Laureata con una tesi su Marina Cvetaeva, la poetessa finita suicida in una misera capanna a Elabuga, sul fiume Kama, durante gli anni di Stalin, Anna Politkovskaja era, come raccontava il marito e collega Aleksandr, qualcosa di più di una giornalista, una scrittrice e una attivista per i diritti umani. Nel suo tenere sempre lo sguardo all’altezza della gente comune si può accostare alla premio Nobel Svetlana Aleksievič, anche se i suoi testi sono caratterizzati da un tasso molto più alto di sdegno e accusa. Nella nota introduttiva sopracitata scrive: “Le analisi politiche le fanno i politologi. Io sono un essere umano tra i tanti, un volto nella folla di Mosca, della Cecenia, di San Pietroburgo o di qualunque città della Russia. Ragion per cui il mio è un libro di appunti appassionati, a margine della vita come la si vive oggi in Russia. Perché per il momento non riesco a fare un passo indietro e a sezionare quanto raccolto, come è bene che sia se si vuole analizzare un fenomeno. Io vivo la vita, e scrivo ciò che vedo”.

Novaja Gazeta

La Russia di Putin è un libro apparso per la prima volta in Inghilterra nel 2004 con Harville Press e quindi in vari paesi tra cui l’Italia per la traduzione di Claudia Zonghetti, la slavista che ha tradotto anche l’opera di Vasilij Grossman, sempre per Adelphi, e I fratelli Karamazov per Einaudi. In Italia, prima dell’omicidio, era uscito un altro titolo della Politkovskaja, Cecenia. Il disonore russo (Fandango, 2004). Il resto con il grande clamore suscitato dalla morte. Anche in Russia la giornalista era conosciuta per i suoi reportage sulla violazione dei diritti umani nella seconda guerra cecena, i villaggi bruciati, le città rase al suolo, le atrocità e le torture, commesse dall’Armata russa, accusato di razzismo e spirito nazionalista per non dire neonazista. I reportage sono usciti sulla Novaja Gazeta, eroico giornale di opposizione, ora messo a tacere del tutto, il cui direttore, Dmitrij Muratov, ha vinto il Nobel per la pace. Nata a New York, da genitori ucraini (la madre era di Kerč e per metà russa, il padre di Černigov), la Politkovskaja si firmava con il cognome del marito, mentre il suo è Mazepa, lo stesso dell’atamano cosacco ritratto da Gericalut e Delacroix durante la celebre punizione in cui era incorso quando un marito lo ha trovato a letto con la moglie (il “cornuto” lo aveva fatto legare nudo a un cavallo, poi spronato al galoppo).
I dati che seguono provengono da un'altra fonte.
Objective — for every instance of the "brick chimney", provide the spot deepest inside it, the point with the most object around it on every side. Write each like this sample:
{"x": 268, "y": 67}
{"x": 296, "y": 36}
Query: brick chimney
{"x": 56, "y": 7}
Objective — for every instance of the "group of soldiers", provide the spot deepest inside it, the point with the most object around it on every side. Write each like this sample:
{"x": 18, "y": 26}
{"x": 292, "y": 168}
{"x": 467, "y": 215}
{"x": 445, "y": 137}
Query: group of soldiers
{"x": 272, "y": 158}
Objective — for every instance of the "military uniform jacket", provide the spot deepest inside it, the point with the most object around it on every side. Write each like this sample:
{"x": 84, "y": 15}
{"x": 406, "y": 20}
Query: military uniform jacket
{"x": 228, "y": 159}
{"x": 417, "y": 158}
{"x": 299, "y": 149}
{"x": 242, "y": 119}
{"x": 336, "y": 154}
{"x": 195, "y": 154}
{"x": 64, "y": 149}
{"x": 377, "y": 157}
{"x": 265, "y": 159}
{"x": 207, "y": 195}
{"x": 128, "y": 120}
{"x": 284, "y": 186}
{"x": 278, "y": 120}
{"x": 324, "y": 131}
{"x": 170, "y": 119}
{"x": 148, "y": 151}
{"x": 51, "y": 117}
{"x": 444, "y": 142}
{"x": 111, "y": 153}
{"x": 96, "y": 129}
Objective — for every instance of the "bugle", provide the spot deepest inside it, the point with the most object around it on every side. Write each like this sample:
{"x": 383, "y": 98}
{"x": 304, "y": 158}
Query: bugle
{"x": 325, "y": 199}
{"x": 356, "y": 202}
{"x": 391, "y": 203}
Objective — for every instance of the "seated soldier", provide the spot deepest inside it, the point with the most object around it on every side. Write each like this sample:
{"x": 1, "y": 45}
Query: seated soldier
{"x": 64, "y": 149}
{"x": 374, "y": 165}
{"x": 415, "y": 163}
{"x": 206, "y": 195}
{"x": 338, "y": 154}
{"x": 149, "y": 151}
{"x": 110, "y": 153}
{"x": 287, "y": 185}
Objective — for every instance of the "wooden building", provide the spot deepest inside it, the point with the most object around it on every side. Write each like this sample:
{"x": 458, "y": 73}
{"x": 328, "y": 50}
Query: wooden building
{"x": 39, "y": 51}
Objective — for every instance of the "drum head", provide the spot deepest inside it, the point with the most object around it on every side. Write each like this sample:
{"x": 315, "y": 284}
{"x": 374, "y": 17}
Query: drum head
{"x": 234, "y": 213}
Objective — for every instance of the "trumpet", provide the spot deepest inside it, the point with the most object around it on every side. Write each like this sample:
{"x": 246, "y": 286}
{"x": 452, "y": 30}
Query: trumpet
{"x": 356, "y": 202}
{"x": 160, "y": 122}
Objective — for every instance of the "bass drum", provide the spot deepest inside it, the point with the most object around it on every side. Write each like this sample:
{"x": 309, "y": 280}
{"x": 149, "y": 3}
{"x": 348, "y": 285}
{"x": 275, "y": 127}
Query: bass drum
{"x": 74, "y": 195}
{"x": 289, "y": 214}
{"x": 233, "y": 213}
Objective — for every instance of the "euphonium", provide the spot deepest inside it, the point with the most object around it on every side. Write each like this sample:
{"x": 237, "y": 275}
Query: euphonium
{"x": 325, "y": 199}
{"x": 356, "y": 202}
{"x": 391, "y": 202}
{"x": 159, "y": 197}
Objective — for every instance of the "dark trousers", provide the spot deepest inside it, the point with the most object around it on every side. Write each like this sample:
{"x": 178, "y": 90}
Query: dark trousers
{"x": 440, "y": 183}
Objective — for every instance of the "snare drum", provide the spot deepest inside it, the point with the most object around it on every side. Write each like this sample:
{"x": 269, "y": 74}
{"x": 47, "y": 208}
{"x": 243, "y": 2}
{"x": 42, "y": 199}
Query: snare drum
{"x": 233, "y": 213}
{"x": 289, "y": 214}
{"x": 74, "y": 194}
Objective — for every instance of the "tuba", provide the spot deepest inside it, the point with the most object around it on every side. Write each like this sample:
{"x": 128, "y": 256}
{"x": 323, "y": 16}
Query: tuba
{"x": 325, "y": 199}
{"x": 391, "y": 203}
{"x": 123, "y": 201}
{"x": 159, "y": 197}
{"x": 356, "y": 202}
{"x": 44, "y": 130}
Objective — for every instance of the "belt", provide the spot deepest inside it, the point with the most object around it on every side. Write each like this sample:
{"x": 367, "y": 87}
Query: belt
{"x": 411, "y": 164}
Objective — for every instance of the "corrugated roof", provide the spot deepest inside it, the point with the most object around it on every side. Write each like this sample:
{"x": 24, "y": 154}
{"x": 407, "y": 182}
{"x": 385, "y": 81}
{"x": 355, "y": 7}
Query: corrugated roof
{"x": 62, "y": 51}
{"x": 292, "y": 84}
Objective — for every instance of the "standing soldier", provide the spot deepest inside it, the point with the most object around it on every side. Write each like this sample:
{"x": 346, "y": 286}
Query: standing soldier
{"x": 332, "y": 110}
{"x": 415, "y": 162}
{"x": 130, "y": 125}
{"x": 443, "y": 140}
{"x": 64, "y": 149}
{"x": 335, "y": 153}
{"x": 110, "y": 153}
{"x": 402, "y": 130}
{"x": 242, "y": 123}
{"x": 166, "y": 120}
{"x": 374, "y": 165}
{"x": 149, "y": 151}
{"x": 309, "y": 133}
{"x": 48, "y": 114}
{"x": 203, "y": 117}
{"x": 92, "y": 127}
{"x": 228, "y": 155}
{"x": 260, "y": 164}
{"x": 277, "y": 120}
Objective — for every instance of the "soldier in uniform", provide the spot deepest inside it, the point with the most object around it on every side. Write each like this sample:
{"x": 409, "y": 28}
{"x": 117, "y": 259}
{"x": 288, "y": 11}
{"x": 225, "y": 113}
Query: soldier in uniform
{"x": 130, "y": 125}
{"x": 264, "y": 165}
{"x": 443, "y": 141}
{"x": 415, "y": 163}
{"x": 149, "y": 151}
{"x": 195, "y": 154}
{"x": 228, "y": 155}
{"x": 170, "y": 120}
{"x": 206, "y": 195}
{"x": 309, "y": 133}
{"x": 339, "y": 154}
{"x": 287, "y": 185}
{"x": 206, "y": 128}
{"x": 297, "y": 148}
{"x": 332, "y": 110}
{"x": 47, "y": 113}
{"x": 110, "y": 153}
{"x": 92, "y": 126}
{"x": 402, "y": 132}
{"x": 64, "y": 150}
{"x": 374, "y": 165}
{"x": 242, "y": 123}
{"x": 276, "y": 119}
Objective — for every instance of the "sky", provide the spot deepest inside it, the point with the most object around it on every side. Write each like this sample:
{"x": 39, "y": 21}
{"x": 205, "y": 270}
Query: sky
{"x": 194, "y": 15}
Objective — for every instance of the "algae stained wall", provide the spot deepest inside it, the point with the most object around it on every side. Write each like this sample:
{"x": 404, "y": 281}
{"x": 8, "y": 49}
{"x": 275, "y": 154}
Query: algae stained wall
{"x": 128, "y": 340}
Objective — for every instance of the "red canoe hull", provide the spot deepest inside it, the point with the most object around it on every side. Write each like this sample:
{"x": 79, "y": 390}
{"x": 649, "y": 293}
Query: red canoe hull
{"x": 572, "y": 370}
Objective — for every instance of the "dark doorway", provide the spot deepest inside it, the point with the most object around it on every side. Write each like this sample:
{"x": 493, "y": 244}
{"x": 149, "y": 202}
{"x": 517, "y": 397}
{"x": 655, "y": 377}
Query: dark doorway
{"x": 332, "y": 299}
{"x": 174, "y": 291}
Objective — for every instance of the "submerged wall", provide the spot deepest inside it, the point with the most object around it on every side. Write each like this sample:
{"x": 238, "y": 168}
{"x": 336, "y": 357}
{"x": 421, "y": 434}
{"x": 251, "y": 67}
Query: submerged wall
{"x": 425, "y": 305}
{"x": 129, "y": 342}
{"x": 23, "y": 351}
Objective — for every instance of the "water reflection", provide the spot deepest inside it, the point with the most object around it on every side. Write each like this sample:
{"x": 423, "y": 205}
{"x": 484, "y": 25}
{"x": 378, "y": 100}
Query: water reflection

Considerato un traditore in Russia e un eroe in Ucraina, Mazepa ha scaricato in segreto lo zar Pietro il Grande per schierarsi con gli svedesi che garantivano maggiore autonomia e diritti agli ucraini. Anche questa eco onomastica ucraina, oltre al compleanno, getta oggi – in piena guerra - una nuova luce sotto la quale considerare la figura della Politkovskaja.